3. Wild China (2008)
Part natural history, part anthropology, the "Continents" programming block reached its peak with their six part investigation of China. It's so good that it breaks the Blue Planet / Planet Earth dominance at the top of the rankings.
Much of China was closed off from Western film crews all the way into the 21st century. With the announcement of the 2008 Summer Olympics in Beijing, the government opened the country to new projects and the BBC was able to create this stunning series spanning from the Pacific coasts to the roof of Tibet.
The inclusion of the distinct peoples in each region gives it a structure and narrative thread that many nature series miss. This wasn't the original intent of the program but over three years of planning and 1.5 years of filming they found the country so ill equipped for nature documentary work that many of their planned segments could not actually be captured. Filming the local people interacting with nature started as gap filler but became a major focus of the series.
Lifted by Bernard Hill's wonderful narration, I've re-watched this series more than all but one other. The series includes the first public footage of a nature reserve in Tibet, closed off for over a century. Despite all the challenges that the crews encountered, it also has the first complete courtship and mating ritual of giant pandas captured on film.
My favorite episode is number four, "Beyond the Great Wall," where they range from the brutal Taklamakan Desert to the frozen city of Harbin.
2. Planet Earth (2006)
We arrive at the top two, and it could be no others.
The original Planet Earth series is the true culmination of David Attenborough's career as a nature presenter, providing a beautiful bookend with Life on Earth. It also cemented Alastair Fothergill as the greatest nature documentary producer of all time.
This was the most ambitious project in BBC history, with filming taking five full years, and their most expensive ever endeavor. The investment paid off in full.
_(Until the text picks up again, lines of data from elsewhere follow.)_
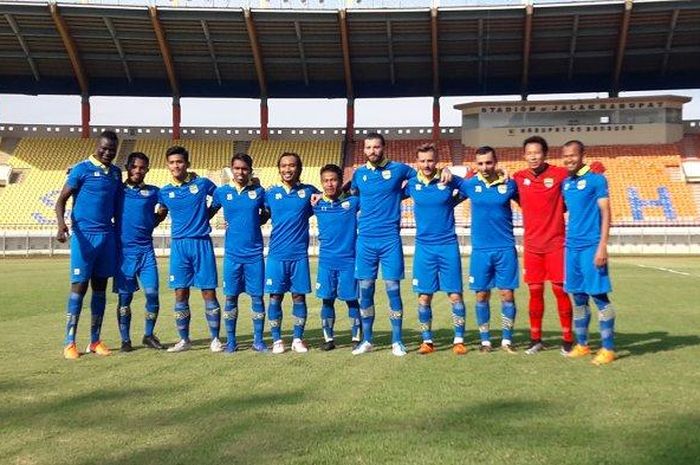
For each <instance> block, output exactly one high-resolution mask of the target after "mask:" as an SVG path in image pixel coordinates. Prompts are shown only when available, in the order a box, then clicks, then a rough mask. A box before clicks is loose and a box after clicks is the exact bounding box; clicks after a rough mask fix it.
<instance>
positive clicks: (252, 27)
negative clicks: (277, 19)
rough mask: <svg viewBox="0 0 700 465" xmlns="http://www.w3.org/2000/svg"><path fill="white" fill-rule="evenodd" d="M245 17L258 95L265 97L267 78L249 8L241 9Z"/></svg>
mask: <svg viewBox="0 0 700 465" xmlns="http://www.w3.org/2000/svg"><path fill="white" fill-rule="evenodd" d="M243 16H244V17H245V26H246V29H247V30H248V40H250V48H251V50H252V51H253V63H255V74H256V75H257V76H258V86H259V87H260V97H261V98H263V99H267V78H266V76H265V67H264V65H263V57H262V52H261V49H260V42H259V41H258V32H257V30H256V28H255V21H253V14H252V13H251V12H250V9H248V8H246V9H244V10H243Z"/></svg>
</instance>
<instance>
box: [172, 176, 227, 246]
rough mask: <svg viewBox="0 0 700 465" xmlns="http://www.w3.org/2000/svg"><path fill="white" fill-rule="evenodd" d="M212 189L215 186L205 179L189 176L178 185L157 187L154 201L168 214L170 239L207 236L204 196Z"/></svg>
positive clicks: (207, 215)
mask: <svg viewBox="0 0 700 465" xmlns="http://www.w3.org/2000/svg"><path fill="white" fill-rule="evenodd" d="M215 190H216V184H214V183H213V182H211V181H210V180H209V179H207V178H202V177H196V178H193V177H192V175H191V174H190V175H188V177H187V180H185V182H184V183H182V184H180V183H178V182H176V181H173V182H172V183H170V184H168V185H167V186H164V187H163V188H161V190H160V196H159V198H158V202H159V203H160V204H161V205H163V206H165V207H166V208H167V209H168V210H169V211H170V218H171V237H172V238H173V239H196V238H205V237H209V233H210V232H211V226H210V225H209V212H208V207H207V197H208V196H211V195H214V191H215Z"/></svg>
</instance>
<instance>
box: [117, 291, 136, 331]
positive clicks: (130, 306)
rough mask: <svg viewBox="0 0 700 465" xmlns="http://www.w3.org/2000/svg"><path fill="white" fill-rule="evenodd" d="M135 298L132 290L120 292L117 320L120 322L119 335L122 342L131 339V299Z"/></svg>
mask: <svg viewBox="0 0 700 465" xmlns="http://www.w3.org/2000/svg"><path fill="white" fill-rule="evenodd" d="M133 298H134V294H133V293H132V292H127V293H119V306H118V307H117V322H118V323H119V336H120V337H121V339H122V342H128V341H131V337H130V336H129V328H131V301H132V300H133Z"/></svg>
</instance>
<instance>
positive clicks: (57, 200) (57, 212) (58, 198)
mask: <svg viewBox="0 0 700 465" xmlns="http://www.w3.org/2000/svg"><path fill="white" fill-rule="evenodd" d="M74 192H75V188H73V187H71V186H70V185H68V183H66V184H65V185H64V186H63V189H61V192H60V193H59V194H58V199H56V209H55V210H56V224H57V225H58V233H57V234H56V240H57V241H58V242H66V239H68V232H69V231H68V225H67V224H66V203H68V199H69V198H70V196H71V195H73V193H74Z"/></svg>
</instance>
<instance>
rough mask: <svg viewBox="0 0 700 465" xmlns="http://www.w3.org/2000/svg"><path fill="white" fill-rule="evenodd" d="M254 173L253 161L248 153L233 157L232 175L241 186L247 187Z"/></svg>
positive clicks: (231, 172) (234, 179) (231, 171)
mask: <svg viewBox="0 0 700 465" xmlns="http://www.w3.org/2000/svg"><path fill="white" fill-rule="evenodd" d="M252 172H253V159H252V158H250V155H248V154H247V153H237V154H235V155H234V156H233V157H231V174H232V175H233V180H234V181H235V182H236V184H238V185H239V186H245V185H246V184H248V181H250V175H251V173H252Z"/></svg>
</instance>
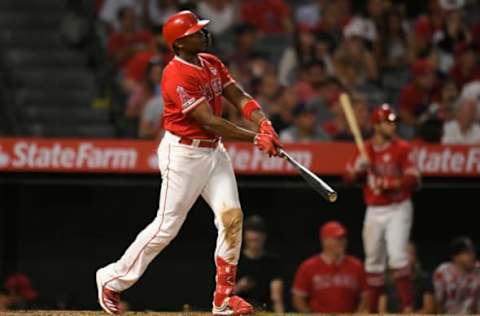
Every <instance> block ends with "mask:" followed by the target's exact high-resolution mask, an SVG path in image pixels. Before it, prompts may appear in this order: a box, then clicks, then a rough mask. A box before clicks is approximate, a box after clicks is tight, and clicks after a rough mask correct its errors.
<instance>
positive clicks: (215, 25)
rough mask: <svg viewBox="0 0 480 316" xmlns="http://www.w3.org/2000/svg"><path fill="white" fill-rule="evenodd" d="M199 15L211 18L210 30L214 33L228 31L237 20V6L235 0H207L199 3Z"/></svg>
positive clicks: (210, 22)
mask: <svg viewBox="0 0 480 316" xmlns="http://www.w3.org/2000/svg"><path fill="white" fill-rule="evenodd" d="M197 12H198V15H199V16H201V17H202V18H204V19H207V20H210V23H209V24H208V30H209V31H210V32H212V34H214V35H221V34H223V33H225V32H226V31H228V30H229V29H230V28H231V27H232V25H233V24H234V23H235V22H236V20H237V16H236V15H237V8H236V5H235V3H234V2H233V0H205V1H200V2H199V3H198V5H197Z"/></svg>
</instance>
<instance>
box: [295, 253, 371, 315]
mask: <svg viewBox="0 0 480 316" xmlns="http://www.w3.org/2000/svg"><path fill="white" fill-rule="evenodd" d="M366 289H367V285H366V281H365V272H364V270H363V265H362V263H361V262H360V261H359V260H357V259H356V258H354V257H351V256H345V257H344V258H343V259H341V260H340V262H329V260H328V258H326V257H325V256H323V255H316V256H313V257H311V258H308V259H307V260H305V261H304V262H303V263H302V264H301V265H300V268H298V270H297V273H296V274H295V280H294V282H293V288H292V292H293V293H294V294H297V295H302V296H307V297H308V302H309V306H310V309H311V311H312V312H315V313H353V312H354V311H355V310H356V308H357V306H358V303H359V302H360V297H361V294H362V293H363V292H364V291H366Z"/></svg>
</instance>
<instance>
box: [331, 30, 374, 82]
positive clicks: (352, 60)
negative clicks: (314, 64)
mask: <svg viewBox="0 0 480 316" xmlns="http://www.w3.org/2000/svg"><path fill="white" fill-rule="evenodd" d="M369 33H371V32H370V31H368V27H366V25H362V22H351V23H349V24H348V25H347V26H346V27H345V28H344V36H345V39H344V40H343V41H342V43H341V44H340V47H339V48H338V49H337V51H336V52H335V55H334V59H333V62H334V67H335V73H336V74H337V76H339V79H340V80H341V81H343V82H344V84H347V85H351V86H357V85H362V84H364V83H366V82H367V81H376V80H377V79H378V68H377V63H376V61H375V59H374V57H373V55H372V53H371V52H370V51H369V50H368V49H367V47H366V45H365V40H369V38H371V36H374V35H372V34H369ZM375 36H376V35H375Z"/></svg>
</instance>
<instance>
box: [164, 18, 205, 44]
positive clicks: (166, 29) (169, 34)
mask: <svg viewBox="0 0 480 316" xmlns="http://www.w3.org/2000/svg"><path fill="white" fill-rule="evenodd" d="M209 22H210V20H199V19H198V18H197V16H196V15H195V14H193V13H192V12H191V11H187V10H185V11H180V12H177V13H175V14H174V15H172V16H170V17H169V18H168V19H167V21H166V22H165V24H164V25H163V38H164V39H165V41H166V42H167V44H168V46H170V48H173V43H174V42H175V41H176V40H177V39H179V38H182V37H185V36H188V35H191V34H193V33H195V32H198V31H199V30H201V29H202V28H204V27H205V25H207V24H208V23H209Z"/></svg>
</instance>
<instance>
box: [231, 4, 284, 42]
mask: <svg viewBox="0 0 480 316" xmlns="http://www.w3.org/2000/svg"><path fill="white" fill-rule="evenodd" d="M240 16H241V19H242V20H243V21H244V22H246V23H248V24H250V25H253V26H255V27H256V28H258V30H259V31H261V32H263V33H265V34H279V33H285V32H291V31H293V23H292V20H291V18H290V7H289V6H288V4H287V3H286V2H285V1H284V0H243V1H241V5H240Z"/></svg>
The proliferation of HD TVs and invention of new digital technology and camera rigs allowed the program to span the globe in ways that no previous series had.
Each of the eleven 50 minute episodes focuses on a specific biome, aside from the introductory episode that spans the entire globe. It's the longest series on this list but the scope is so vast that it doesn't feel overly long. Every episode could be it's own IMAX release, yet it clearly is one cohesive series.
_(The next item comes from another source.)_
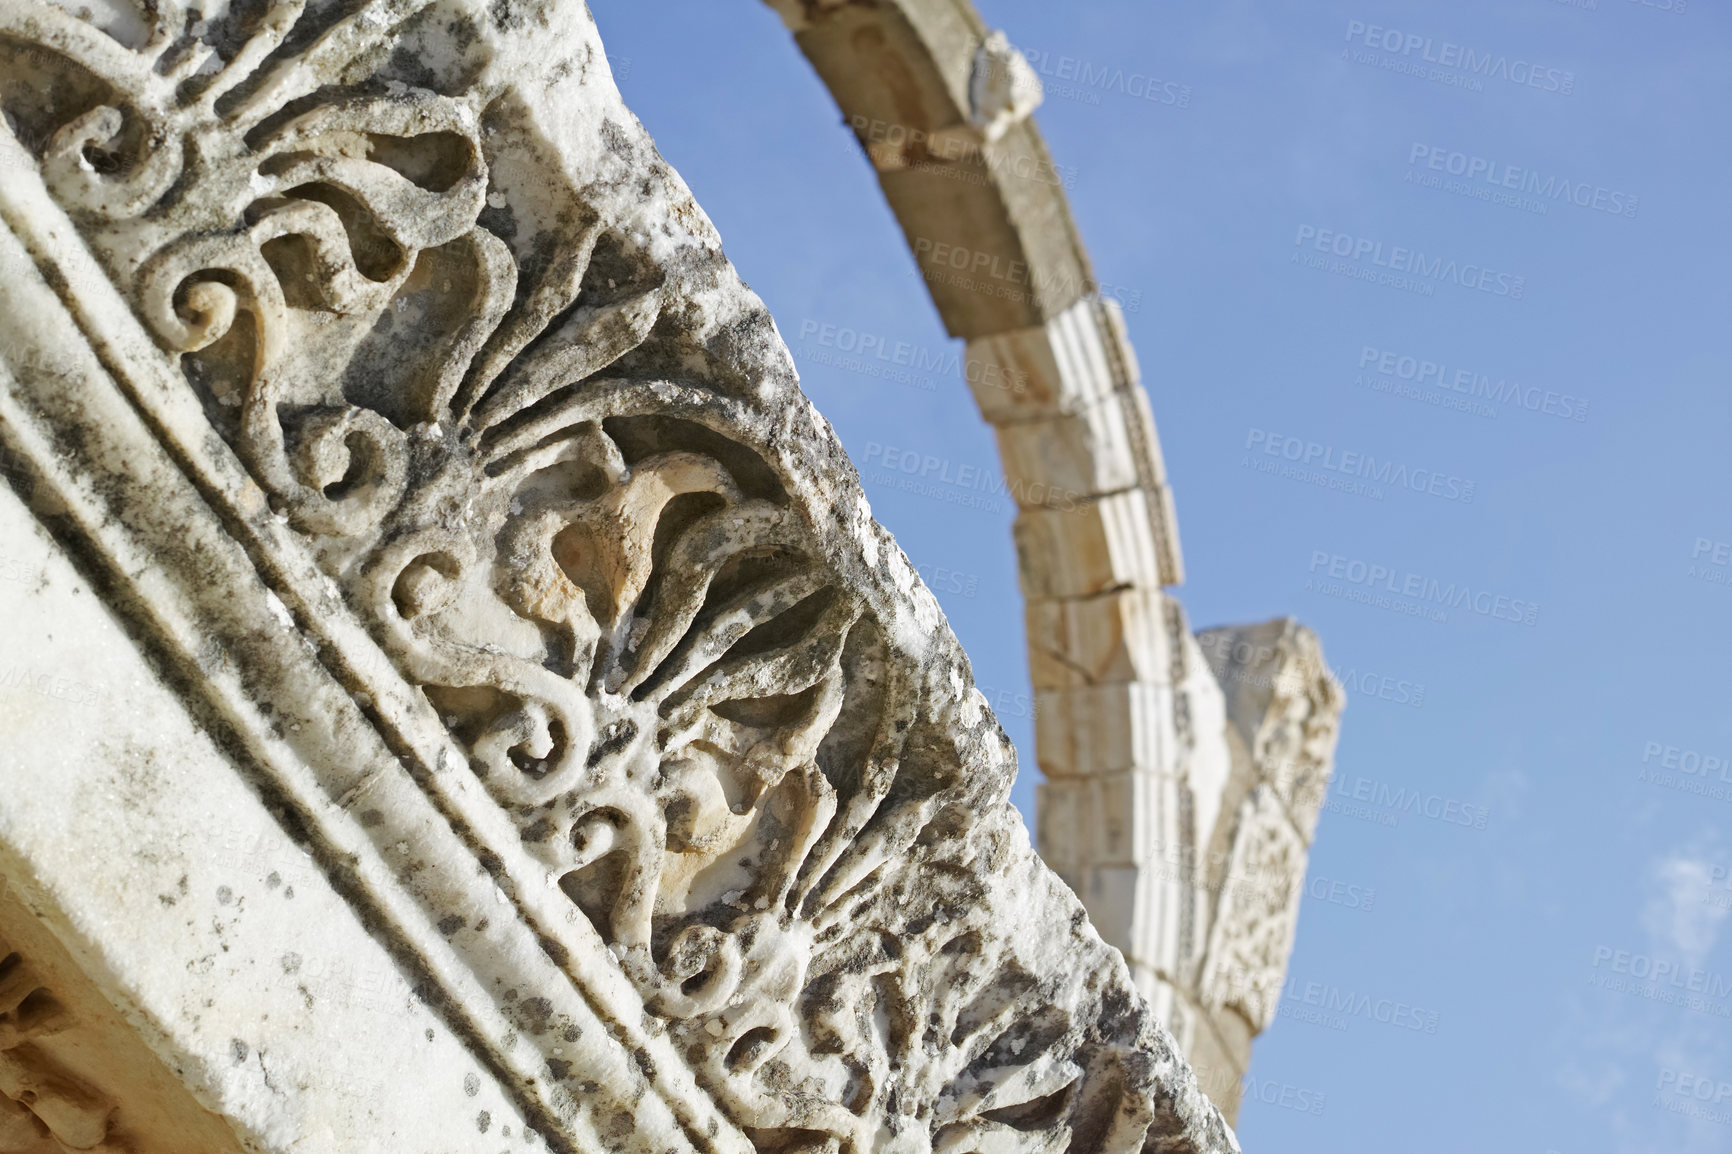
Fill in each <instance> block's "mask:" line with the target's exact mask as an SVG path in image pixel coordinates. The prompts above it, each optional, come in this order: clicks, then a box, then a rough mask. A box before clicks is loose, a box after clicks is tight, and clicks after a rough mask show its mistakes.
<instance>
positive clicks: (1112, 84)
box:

It's hard to pick a best episode or moment. I suppose my favorite episode is on "Fresh Water." The most memorable scene in the program may be of lions hunting elephants at night, or the exceedingly rare Amur leopard in Russia, but it's the one of cordyceps parasites attacking jungle ants that sticks with me.
1. The Blue Planet (2001)
This is the best nature documentary series ever made, and for much of the world the most important. If you walked into any electronics store in the early 2000's there was good chance that The Blue Planet DVDs were playing on their biggest, flattest televisions. It broke out into the world in a way that the "Life of..." series never quite had and sent waves of fans out looking for the older programs. It proved that natural history series have a global audience and that a huge investment in a program like Planet Earth could be a good one.
The series is divided into eight episodes with each focused on a particular part of Earth's oceans. So much of the oceans were (and are) unexplored that in many cases the film crews set out to an area having no idea what they were trying to film. This was particularly true in the most famous episode, "The Deep," where they came back not only with the first footage of known animals but having discovered entirely new species.
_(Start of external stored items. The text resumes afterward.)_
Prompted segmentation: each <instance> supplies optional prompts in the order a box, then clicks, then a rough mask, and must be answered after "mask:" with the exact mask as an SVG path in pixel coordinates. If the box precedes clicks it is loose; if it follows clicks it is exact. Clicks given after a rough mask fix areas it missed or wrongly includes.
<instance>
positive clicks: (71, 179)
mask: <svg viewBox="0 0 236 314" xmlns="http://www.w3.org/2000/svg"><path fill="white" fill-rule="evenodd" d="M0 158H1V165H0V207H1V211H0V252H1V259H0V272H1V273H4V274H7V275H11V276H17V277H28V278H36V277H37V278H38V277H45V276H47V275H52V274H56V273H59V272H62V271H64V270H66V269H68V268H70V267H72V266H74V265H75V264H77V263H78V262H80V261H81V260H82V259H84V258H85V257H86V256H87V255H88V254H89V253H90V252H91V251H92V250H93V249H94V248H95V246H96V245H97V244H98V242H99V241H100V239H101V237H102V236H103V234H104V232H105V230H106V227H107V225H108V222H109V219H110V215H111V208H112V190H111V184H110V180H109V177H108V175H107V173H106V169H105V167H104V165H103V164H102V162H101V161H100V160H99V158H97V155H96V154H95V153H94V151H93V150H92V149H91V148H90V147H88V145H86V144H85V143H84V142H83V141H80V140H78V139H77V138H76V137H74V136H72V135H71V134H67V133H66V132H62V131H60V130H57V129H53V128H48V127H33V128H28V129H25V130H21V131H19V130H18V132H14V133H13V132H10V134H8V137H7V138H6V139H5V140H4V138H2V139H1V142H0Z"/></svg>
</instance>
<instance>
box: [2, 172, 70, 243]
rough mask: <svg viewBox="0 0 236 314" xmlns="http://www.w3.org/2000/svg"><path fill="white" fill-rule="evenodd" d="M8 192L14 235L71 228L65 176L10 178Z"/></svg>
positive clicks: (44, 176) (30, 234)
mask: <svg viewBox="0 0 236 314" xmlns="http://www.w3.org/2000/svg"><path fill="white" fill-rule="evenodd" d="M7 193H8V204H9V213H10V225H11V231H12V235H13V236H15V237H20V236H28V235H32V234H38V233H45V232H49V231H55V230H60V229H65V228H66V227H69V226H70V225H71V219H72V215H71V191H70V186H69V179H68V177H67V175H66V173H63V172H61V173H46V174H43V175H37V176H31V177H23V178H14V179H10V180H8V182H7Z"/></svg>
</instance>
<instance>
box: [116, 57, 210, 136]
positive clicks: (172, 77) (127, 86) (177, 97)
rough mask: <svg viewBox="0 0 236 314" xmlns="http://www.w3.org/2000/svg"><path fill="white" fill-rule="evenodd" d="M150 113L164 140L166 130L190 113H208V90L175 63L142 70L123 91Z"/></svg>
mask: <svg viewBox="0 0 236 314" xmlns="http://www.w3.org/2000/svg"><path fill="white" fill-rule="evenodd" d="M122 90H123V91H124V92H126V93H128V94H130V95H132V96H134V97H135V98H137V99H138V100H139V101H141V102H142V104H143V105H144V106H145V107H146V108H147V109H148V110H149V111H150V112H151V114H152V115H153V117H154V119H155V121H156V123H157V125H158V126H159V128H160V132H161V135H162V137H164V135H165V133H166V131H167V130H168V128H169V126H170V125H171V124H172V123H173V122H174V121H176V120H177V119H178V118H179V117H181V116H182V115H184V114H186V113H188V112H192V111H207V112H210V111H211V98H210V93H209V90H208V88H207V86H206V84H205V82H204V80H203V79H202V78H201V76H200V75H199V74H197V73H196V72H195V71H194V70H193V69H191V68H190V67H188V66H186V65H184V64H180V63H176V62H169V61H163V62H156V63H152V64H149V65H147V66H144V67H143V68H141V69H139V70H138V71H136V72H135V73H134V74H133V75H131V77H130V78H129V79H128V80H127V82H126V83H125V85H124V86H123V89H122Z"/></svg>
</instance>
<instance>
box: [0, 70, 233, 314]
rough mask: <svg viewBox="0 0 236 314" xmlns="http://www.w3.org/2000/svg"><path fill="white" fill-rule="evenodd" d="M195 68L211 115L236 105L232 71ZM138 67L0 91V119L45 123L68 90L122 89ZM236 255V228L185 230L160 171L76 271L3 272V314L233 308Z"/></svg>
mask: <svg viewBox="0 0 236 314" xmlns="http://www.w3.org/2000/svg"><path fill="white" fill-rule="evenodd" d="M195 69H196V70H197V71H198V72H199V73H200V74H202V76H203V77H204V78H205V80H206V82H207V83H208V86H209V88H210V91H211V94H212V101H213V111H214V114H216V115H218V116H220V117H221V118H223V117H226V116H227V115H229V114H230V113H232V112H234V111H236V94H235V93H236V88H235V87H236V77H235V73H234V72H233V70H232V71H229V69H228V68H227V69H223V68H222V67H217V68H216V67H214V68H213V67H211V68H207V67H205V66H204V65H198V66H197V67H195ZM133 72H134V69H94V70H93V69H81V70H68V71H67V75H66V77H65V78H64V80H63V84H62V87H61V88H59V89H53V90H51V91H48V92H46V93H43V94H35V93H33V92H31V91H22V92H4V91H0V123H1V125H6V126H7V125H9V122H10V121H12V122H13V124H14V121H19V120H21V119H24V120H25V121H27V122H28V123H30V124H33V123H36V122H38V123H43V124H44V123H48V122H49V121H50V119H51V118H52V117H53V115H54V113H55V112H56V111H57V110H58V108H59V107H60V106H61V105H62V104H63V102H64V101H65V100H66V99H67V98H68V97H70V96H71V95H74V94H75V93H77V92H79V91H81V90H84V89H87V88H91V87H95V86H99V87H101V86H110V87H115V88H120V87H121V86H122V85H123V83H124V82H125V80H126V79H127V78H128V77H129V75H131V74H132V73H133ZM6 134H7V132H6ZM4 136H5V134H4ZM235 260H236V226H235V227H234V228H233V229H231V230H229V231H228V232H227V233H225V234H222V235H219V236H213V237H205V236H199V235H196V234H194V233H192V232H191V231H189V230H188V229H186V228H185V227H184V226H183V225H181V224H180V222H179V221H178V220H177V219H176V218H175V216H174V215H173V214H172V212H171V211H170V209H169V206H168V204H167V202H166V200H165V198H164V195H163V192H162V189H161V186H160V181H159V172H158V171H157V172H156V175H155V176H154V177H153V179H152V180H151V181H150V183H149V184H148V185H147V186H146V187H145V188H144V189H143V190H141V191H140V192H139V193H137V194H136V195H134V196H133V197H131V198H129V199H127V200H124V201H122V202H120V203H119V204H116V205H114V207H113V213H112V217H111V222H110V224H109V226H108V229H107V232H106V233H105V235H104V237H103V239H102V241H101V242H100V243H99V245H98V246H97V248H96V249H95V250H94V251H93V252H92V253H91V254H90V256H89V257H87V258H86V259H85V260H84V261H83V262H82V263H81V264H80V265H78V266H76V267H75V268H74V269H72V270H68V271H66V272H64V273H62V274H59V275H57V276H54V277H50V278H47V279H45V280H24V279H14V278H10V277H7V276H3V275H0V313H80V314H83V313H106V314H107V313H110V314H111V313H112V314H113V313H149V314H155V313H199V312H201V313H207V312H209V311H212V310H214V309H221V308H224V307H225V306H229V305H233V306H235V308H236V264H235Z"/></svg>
The program became something of a phenomenon, being re-sequenced and narrated by Pierce Brosnan for the Discovery Channel in the US, turned into a feature length movie, and even into a concert tour with accompanying video projection.
The most memorable scenes may be from the open ocean episode. The massive "bait ball" of small fish being corralled by larger predators has become a part of nearly every ocean focused nature documentary since, but it was groundbreaking footage at the time.